With a more seasoned staff in place, many taken from the failed campaign of Florida Sen. Bob Graham, Clark has focused on doing well enough in the New Hampshire primary on Jan. 27 to position himself for a breakthrough in the seven more moderate Southern and Western states that hold contests on Feb. 3.
He gave a series of policy speeches to flesh out his sometimes sketchy stands on foreign and domestic issues, proposing guaranteed health care coverage for all children, calling for an army of civilian domestic volunteers and laying out steps to expand international involvement in Iraq and mend relations with Europe.
GRABBING THE FLAG
By December, Clark's stump speech blended tough criticism of Bush as a commander in chief with reminders of his own service, including a decorated stint in Vietnam in which he was wounded.

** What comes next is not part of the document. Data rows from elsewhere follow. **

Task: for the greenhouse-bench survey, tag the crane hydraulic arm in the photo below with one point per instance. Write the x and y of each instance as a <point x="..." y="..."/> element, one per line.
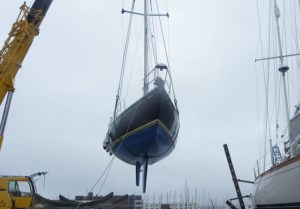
<point x="15" y="49"/>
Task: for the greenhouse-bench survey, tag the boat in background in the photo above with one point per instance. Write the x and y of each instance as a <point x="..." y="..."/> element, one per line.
<point x="279" y="186"/>
<point x="147" y="130"/>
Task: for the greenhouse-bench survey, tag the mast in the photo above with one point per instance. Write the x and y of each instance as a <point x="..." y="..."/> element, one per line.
<point x="283" y="69"/>
<point x="146" y="87"/>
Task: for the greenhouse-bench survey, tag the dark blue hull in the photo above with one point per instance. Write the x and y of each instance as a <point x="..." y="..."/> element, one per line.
<point x="153" y="141"/>
<point x="147" y="129"/>
<point x="144" y="133"/>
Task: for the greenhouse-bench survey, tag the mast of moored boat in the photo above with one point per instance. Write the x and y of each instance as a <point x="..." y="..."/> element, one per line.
<point x="146" y="87"/>
<point x="283" y="69"/>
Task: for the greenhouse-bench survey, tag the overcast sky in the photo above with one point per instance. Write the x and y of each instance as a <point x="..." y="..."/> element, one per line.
<point x="66" y="89"/>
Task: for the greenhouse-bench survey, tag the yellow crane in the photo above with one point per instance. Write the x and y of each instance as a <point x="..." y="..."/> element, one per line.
<point x="18" y="191"/>
<point x="15" y="48"/>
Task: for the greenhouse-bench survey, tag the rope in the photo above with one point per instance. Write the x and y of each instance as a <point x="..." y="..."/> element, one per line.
<point x="124" y="60"/>
<point x="167" y="57"/>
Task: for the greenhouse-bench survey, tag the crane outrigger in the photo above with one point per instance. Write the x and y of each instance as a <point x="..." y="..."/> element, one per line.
<point x="18" y="191"/>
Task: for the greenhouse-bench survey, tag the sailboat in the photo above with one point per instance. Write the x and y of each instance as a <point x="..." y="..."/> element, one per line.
<point x="279" y="185"/>
<point x="146" y="131"/>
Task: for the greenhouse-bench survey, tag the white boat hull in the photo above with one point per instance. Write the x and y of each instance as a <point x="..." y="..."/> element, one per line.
<point x="279" y="187"/>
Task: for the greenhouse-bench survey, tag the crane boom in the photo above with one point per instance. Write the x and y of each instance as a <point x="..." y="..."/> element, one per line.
<point x="15" y="48"/>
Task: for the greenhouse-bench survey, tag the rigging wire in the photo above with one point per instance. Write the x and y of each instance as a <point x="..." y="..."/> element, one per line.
<point x="167" y="57"/>
<point x="124" y="60"/>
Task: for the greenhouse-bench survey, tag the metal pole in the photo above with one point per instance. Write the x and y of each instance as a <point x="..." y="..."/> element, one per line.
<point x="234" y="179"/>
<point x="283" y="69"/>
<point x="145" y="47"/>
<point x="271" y="153"/>
<point x="5" y="115"/>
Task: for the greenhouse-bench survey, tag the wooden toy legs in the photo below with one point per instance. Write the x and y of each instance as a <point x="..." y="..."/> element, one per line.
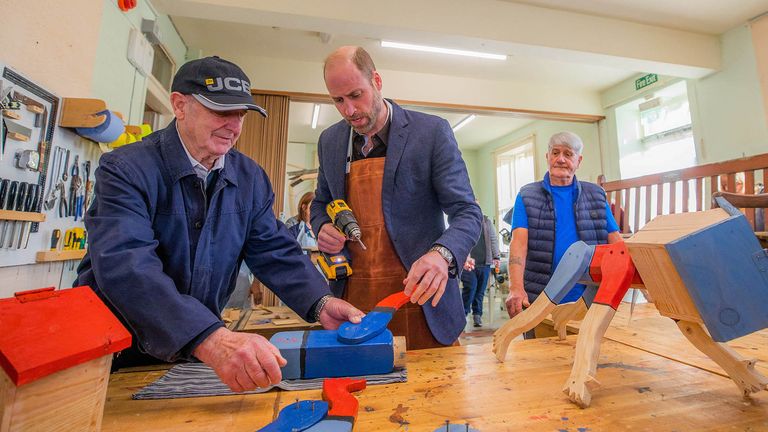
<point x="521" y="323"/>
<point x="740" y="370"/>
<point x="565" y="313"/>
<point x="582" y="380"/>
<point x="613" y="268"/>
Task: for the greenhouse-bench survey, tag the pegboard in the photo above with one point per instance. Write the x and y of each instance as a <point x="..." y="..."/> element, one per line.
<point x="42" y="127"/>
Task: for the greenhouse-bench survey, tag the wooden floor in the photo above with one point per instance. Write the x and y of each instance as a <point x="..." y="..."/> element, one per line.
<point x="672" y="390"/>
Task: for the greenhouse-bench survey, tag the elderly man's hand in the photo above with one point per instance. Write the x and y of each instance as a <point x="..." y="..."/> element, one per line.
<point x="516" y="300"/>
<point x="330" y="240"/>
<point x="337" y="311"/>
<point x="427" y="279"/>
<point x="243" y="361"/>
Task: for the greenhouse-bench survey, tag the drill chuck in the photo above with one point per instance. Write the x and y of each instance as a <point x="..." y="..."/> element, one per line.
<point x="345" y="221"/>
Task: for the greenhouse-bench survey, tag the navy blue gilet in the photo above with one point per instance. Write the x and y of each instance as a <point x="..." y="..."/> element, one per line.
<point x="591" y="224"/>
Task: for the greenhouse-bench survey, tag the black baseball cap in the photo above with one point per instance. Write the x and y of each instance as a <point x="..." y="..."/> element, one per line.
<point x="217" y="84"/>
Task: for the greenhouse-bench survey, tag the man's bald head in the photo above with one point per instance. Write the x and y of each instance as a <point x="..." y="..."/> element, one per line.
<point x="351" y="54"/>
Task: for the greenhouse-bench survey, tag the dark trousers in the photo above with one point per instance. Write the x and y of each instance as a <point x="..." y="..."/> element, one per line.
<point x="473" y="288"/>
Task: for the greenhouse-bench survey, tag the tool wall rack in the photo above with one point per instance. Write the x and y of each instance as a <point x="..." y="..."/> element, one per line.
<point x="34" y="116"/>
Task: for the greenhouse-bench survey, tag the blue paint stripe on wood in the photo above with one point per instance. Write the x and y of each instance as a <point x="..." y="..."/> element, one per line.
<point x="328" y="358"/>
<point x="571" y="269"/>
<point x="724" y="269"/>
<point x="289" y="344"/>
<point x="332" y="424"/>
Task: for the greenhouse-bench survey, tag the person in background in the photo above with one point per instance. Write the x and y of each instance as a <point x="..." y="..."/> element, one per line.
<point x="295" y="219"/>
<point x="485" y="255"/>
<point x="302" y="230"/>
<point x="549" y="216"/>
<point x="173" y="218"/>
<point x="399" y="171"/>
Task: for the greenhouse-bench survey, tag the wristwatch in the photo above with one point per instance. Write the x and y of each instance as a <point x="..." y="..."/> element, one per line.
<point x="444" y="252"/>
<point x="318" y="307"/>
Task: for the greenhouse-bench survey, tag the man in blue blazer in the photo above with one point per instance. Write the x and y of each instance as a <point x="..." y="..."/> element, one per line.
<point x="399" y="171"/>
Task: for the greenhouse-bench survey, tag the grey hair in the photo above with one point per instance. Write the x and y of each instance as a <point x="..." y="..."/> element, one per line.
<point x="568" y="139"/>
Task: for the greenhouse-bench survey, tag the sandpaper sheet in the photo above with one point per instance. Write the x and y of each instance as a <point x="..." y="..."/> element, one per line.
<point x="198" y="379"/>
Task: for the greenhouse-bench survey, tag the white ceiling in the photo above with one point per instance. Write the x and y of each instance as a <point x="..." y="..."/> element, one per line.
<point x="554" y="46"/>
<point x="701" y="16"/>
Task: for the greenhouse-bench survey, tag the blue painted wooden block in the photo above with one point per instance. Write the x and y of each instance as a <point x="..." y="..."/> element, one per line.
<point x="726" y="274"/>
<point x="298" y="416"/>
<point x="319" y="354"/>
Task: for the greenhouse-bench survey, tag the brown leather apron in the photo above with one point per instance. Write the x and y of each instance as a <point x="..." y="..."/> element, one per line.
<point x="378" y="271"/>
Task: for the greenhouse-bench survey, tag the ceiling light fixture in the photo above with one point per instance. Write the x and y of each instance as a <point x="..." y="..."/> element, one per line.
<point x="390" y="44"/>
<point x="315" y="115"/>
<point x="465" y="121"/>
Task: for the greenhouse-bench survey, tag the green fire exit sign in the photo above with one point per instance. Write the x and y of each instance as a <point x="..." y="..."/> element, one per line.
<point x="645" y="81"/>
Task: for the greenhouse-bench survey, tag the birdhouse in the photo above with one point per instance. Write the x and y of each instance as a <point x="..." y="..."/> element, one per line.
<point x="56" y="352"/>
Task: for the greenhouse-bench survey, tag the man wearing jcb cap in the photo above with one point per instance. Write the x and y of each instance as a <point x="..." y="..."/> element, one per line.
<point x="174" y="217"/>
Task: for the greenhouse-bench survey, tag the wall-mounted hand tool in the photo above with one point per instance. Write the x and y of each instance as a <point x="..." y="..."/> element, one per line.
<point x="21" y="198"/>
<point x="88" y="186"/>
<point x="30" y="204"/>
<point x="27" y="159"/>
<point x="8" y="201"/>
<point x="17" y="131"/>
<point x="5" y="90"/>
<point x="64" y="175"/>
<point x="55" y="239"/>
<point x="62" y="192"/>
<point x="50" y="199"/>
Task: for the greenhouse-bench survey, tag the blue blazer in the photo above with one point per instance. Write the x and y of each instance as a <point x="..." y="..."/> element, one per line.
<point x="424" y="177"/>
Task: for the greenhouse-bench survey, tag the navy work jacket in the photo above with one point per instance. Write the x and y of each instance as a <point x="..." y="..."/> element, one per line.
<point x="165" y="263"/>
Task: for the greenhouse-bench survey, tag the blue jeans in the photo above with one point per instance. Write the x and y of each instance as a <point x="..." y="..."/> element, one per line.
<point x="473" y="288"/>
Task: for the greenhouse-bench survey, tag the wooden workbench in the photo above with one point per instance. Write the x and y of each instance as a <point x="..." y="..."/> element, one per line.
<point x="649" y="331"/>
<point x="640" y="391"/>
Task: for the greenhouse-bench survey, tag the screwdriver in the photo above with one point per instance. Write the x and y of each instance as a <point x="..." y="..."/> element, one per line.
<point x="21" y="198"/>
<point x="4" y="185"/>
<point x="30" y="204"/>
<point x="9" y="204"/>
<point x="55" y="239"/>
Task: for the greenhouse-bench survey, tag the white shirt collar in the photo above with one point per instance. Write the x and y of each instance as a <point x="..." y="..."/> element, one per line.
<point x="200" y="170"/>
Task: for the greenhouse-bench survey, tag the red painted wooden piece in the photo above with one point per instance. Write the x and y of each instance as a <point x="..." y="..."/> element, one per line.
<point x="45" y="331"/>
<point x="612" y="267"/>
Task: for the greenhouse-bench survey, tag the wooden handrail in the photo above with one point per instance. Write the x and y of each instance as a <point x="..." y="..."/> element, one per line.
<point x="633" y="209"/>
<point x="714" y="169"/>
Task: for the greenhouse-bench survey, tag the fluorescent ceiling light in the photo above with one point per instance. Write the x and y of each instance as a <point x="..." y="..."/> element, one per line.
<point x="390" y="44"/>
<point x="315" y="115"/>
<point x="465" y="121"/>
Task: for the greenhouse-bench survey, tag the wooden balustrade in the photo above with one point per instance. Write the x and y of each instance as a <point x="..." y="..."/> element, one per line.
<point x="637" y="200"/>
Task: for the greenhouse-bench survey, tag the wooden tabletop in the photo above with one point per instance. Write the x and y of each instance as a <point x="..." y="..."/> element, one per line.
<point x="640" y="391"/>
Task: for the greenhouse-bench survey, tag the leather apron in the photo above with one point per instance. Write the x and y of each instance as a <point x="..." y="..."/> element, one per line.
<point x="378" y="272"/>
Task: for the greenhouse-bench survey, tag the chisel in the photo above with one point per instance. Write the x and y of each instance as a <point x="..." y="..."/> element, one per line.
<point x="9" y="202"/>
<point x="21" y="198"/>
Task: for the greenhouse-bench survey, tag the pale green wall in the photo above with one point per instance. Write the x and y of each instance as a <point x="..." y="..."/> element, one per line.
<point x="726" y="107"/>
<point x="483" y="173"/>
<point x="115" y="80"/>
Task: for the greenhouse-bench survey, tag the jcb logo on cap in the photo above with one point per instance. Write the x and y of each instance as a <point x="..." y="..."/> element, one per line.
<point x="229" y="83"/>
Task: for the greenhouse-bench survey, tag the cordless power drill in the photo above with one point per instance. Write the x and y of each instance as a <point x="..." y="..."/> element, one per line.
<point x="336" y="267"/>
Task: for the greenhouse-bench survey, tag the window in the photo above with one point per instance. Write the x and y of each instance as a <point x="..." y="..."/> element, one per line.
<point x="163" y="67"/>
<point x="514" y="169"/>
<point x="654" y="133"/>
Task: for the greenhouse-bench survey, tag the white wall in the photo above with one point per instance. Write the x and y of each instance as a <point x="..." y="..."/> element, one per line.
<point x="728" y="114"/>
<point x="75" y="48"/>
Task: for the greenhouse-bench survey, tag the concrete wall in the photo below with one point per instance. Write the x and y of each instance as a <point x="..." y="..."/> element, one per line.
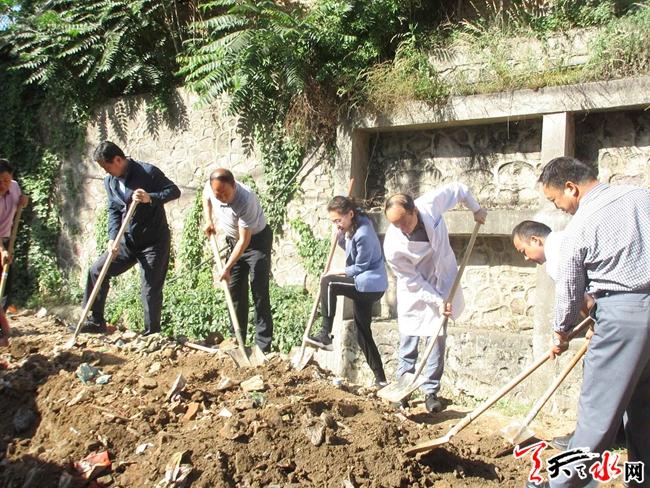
<point x="507" y="322"/>
<point x="186" y="147"/>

At a convention of Florida Democrats in early December, he dramatically grabbed a flag from the back of the stage and planted it at the podium, holding it with one hand as he declared it "our flag."
"We'll never let George W. Bush, Tom DeLay or John Ashcroft tell us we don't have this flag," he said, referring to the House Republican leader and the attorney general. "America must do better than this president."
Clark, a native of Arkansas like former Democratic President Bill Clinton, has been aided by several members of Clinton's administration and won praise from Clinton, who appointed him NATO commander.
Described as a brilliant, hard-working but thin-skinned perfectionist while at NATO, he has been criticised by some of his former military colleagues -- most notably Hugh Shelton, former chairman of the Joint Chiefs of Staff, who raised questions about his character and integrity.
Clark called the comments, never explained by Shelton, modern-day "McCarthyism" prompted by disagreements over policy while Clark was heading the military campaign in Bosnia.
"He's the man for the job," a senior Pentagon official said of Clark when he was named NATO commander. "Clark is bright, scholarly and affable. And he can negotiate with presidents and governments as well as dealing with military counterparts."
By the time he left in 1999, Clark had antagonised Pentagon superiors with what they viewed as a self-promoting style and with his arguments in Kosovo that preparing ground attacks and an invasion was the only way to convince the Serbs that NATO was determined to do what was necessary to win.
A senior member of the US team that helped broker the 1995 Dayton peace accords on Bosnia, Clark testified in The Hague in December at the war crimes trial of former Yugoslav President Slobodan Milosevic, calling it "a very, very satisfying experience."
He acknowledged during the campaign he made a mistake in a 1994 meeting with Bosnian Serb Gen. Ratko Mladic, posing for pictures with him, exchanging hats and accepting a bottle of brandy and a pistol. Mladic, an indicted war criminal, is accused of slaughtering thousands of civilians.
The 59-year-old Clark, who speaks Russian, has one son with his wife, Gert.